Ouders in kwetsbare posities ontvangen minder vaak steun van hun netwerk

Niet alle ouders krijgen evenveel hulp. Zo ontvangen moeders vaker hulp dan vaders. Verder krijgen ouders met een lagere opleiding, lager inkomen en alleenstaande ouders minder vaak steun binnen hun eigen netwerk dan ouders met een hogere opleiding, hoger inkomen en een partner. Dat terwijl het gemis van een partner en een laag inkomen stress-bevorderende omstandigheden zijn die de behoefte aan hulp bij het ouderschap kunnen vergroten. Daarnaast ontvangen ouders van kinderen van 12 jaar en ouder minder vaak informele en vanzelfsprekende formele hulp dan ouders van jongere kinderen. De behoefte aan steun van ouders van oudere kinderen is echter niet minder groot: zij blijken zich juist vaker zorgen te maken.
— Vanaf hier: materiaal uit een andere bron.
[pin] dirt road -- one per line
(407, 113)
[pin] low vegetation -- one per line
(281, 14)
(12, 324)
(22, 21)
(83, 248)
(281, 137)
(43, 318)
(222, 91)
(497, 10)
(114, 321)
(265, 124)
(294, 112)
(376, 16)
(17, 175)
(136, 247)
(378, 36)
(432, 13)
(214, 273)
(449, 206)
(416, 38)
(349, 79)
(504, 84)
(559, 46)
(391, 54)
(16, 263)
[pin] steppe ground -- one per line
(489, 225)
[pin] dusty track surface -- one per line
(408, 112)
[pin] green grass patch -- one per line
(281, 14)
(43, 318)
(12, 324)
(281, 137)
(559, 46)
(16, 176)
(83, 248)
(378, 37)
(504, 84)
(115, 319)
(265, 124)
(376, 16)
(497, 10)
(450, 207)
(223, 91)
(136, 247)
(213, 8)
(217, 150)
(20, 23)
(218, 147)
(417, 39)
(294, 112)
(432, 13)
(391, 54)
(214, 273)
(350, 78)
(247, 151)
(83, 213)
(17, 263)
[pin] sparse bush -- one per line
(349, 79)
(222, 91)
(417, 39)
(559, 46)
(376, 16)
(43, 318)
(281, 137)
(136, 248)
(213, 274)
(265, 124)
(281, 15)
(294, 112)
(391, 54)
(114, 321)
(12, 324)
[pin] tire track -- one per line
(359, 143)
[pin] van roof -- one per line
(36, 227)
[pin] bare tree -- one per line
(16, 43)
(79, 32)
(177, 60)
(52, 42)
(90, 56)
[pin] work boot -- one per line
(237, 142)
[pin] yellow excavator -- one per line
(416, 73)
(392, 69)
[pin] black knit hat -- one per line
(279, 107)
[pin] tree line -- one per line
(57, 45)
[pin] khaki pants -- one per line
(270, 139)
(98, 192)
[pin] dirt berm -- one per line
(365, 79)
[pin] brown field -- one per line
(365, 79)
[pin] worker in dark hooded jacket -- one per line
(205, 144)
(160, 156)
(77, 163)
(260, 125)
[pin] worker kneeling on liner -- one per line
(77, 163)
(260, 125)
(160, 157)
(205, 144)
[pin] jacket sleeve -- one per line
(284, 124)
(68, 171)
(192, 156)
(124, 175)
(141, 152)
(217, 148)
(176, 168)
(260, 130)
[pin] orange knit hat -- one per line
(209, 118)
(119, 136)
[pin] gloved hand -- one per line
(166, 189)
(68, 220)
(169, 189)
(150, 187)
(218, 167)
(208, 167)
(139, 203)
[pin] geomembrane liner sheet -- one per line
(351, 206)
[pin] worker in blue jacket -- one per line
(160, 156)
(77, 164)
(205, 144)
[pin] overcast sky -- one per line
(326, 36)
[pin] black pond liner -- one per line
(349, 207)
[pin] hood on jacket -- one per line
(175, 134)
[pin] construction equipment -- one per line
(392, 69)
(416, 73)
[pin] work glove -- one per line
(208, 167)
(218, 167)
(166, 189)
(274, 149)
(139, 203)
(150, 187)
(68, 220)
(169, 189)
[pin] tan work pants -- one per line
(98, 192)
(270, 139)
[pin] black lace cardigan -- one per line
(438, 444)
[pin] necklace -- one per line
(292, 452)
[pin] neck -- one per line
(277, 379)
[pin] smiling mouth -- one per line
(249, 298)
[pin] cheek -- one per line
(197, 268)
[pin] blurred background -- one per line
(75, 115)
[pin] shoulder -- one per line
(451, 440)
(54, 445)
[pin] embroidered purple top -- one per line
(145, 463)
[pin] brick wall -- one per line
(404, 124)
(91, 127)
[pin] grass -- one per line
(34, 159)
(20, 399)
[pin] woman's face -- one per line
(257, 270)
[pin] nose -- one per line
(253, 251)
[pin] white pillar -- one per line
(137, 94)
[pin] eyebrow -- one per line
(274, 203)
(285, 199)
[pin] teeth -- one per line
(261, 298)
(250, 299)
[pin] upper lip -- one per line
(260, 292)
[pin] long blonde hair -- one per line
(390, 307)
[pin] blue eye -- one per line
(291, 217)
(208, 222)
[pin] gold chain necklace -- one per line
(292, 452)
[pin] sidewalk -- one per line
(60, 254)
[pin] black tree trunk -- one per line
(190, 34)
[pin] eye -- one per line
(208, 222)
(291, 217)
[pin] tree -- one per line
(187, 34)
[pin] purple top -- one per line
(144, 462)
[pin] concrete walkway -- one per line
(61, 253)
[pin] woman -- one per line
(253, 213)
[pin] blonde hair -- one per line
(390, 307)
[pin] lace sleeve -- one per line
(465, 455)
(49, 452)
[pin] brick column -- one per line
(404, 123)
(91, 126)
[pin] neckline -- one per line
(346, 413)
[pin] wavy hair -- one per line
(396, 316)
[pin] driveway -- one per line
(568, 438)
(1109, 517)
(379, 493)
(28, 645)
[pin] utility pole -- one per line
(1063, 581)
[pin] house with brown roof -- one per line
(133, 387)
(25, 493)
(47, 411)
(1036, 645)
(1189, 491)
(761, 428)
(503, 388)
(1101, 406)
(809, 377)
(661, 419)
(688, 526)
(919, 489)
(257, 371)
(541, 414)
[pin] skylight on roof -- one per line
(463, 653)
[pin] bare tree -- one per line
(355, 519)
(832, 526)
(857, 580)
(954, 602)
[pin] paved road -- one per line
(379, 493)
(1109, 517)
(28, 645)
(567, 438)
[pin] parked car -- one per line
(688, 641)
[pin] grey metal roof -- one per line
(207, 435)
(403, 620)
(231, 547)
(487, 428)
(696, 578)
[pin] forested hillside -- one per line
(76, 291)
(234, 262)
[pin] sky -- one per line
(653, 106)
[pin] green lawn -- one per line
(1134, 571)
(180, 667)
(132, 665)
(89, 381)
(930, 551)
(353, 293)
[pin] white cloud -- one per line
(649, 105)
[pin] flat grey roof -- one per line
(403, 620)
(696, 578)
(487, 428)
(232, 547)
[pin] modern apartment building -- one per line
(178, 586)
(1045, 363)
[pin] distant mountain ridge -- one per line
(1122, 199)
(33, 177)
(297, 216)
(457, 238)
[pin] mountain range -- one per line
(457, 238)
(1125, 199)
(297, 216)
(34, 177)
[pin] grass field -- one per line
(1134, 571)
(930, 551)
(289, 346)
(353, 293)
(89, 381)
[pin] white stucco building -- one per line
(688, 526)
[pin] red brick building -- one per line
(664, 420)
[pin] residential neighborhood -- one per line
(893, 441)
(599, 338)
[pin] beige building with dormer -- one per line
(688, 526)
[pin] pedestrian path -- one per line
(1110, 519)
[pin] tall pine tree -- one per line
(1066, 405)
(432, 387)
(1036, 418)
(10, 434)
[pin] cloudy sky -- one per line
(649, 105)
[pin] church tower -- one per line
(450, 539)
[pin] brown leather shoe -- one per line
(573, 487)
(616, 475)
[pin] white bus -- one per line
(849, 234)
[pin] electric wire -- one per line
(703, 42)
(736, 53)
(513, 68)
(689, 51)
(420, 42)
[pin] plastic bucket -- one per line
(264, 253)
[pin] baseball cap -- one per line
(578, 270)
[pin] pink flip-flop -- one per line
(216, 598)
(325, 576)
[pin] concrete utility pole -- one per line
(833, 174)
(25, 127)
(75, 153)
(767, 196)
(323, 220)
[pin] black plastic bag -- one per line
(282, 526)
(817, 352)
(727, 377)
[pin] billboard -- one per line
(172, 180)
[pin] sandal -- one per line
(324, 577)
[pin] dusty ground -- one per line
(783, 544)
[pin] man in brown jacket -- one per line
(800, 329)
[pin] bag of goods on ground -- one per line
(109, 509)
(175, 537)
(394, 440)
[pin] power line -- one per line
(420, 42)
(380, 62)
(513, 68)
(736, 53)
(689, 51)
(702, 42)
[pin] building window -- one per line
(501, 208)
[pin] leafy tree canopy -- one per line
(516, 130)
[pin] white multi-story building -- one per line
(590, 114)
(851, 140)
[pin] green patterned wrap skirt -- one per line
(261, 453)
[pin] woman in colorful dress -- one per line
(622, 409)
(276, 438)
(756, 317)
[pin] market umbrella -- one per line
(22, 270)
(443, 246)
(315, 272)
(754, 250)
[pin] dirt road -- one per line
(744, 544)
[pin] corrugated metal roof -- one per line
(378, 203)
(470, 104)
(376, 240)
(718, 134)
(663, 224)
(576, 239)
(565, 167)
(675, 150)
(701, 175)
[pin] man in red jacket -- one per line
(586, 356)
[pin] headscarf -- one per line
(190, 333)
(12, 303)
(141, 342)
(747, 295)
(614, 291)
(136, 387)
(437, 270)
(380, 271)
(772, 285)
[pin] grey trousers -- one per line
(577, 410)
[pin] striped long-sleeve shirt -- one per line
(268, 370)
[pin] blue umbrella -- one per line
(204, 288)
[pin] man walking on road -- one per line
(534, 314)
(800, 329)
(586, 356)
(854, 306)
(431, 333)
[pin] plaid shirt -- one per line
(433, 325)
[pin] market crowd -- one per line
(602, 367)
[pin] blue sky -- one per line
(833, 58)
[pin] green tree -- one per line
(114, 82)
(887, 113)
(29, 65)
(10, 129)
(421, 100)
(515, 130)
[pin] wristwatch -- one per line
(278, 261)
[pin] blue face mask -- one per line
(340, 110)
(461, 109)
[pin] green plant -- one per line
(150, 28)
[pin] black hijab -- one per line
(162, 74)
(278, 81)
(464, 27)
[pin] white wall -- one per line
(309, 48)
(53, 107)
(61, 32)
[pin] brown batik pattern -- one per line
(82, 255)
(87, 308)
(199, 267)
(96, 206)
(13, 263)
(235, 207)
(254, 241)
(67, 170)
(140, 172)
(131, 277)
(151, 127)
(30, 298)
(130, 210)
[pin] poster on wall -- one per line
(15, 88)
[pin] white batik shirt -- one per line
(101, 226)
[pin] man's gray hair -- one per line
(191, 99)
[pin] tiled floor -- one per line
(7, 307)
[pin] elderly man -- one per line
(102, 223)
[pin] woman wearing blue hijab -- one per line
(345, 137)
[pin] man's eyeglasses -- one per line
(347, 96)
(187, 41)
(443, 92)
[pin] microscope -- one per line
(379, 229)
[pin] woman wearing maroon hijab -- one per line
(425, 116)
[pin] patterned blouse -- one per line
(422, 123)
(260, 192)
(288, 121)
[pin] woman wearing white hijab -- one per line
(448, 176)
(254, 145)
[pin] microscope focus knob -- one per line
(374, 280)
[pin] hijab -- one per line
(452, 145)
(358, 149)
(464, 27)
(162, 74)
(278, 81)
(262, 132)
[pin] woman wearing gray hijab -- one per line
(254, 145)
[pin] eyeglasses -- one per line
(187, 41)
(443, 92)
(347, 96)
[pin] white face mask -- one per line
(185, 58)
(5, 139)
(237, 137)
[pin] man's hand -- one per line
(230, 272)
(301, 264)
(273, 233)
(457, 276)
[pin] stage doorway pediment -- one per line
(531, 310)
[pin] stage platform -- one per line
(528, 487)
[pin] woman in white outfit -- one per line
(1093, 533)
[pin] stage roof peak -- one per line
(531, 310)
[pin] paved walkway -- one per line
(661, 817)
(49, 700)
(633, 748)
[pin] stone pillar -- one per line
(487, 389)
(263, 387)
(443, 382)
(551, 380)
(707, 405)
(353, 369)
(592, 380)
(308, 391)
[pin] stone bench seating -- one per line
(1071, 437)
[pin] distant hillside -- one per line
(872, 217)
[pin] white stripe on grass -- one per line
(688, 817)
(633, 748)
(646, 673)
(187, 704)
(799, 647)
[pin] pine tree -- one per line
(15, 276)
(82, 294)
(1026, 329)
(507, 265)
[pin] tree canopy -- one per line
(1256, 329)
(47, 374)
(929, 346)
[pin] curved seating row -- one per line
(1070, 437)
Hulp uit eigen kring en hulp van professionals vullen elkaar aan

Het doel van de overheid is dat hulp vanuit het informele en vanzelfsprekende formele netwerk niet-vanzelfsprekende formele hulp (zoals jeugdhulp) kan voorkomen. Dit SCP-onderzoek laat zien dat de hulp uit het ene circuit de hulp uit het andere circuit niet zomaar kan vervangen. Elk type netwerk heeft een eigen functie. Terwijl het niet-vanzelfsprekende formele netwerk specialistisch advies biedt, geeft het informele netwerk bijvoorbeeld praktische hulp bij de dagelijkse logistiek of emotionele steun bij het omgaan met problemen.

Tijdens de coronacrisis
Het onderzoek vond plaats voor de coronacrisis. Verwacht kan worden dat de behoefte aan hulp van ouders groter is in coronatijd door meer zorgen over bijvoorbeeld de gezondheid en werkstress terwijl de beschikbaarheid van steun door de regels van social distancing lager zal zijn. Recent ander onderzoek doet inderdaad vermoeden dat het gezinsleven door de coronamaatregelen flink onder druk is komen staan en dat ouders minder steun van zowel informele als formele netwerken ervaren.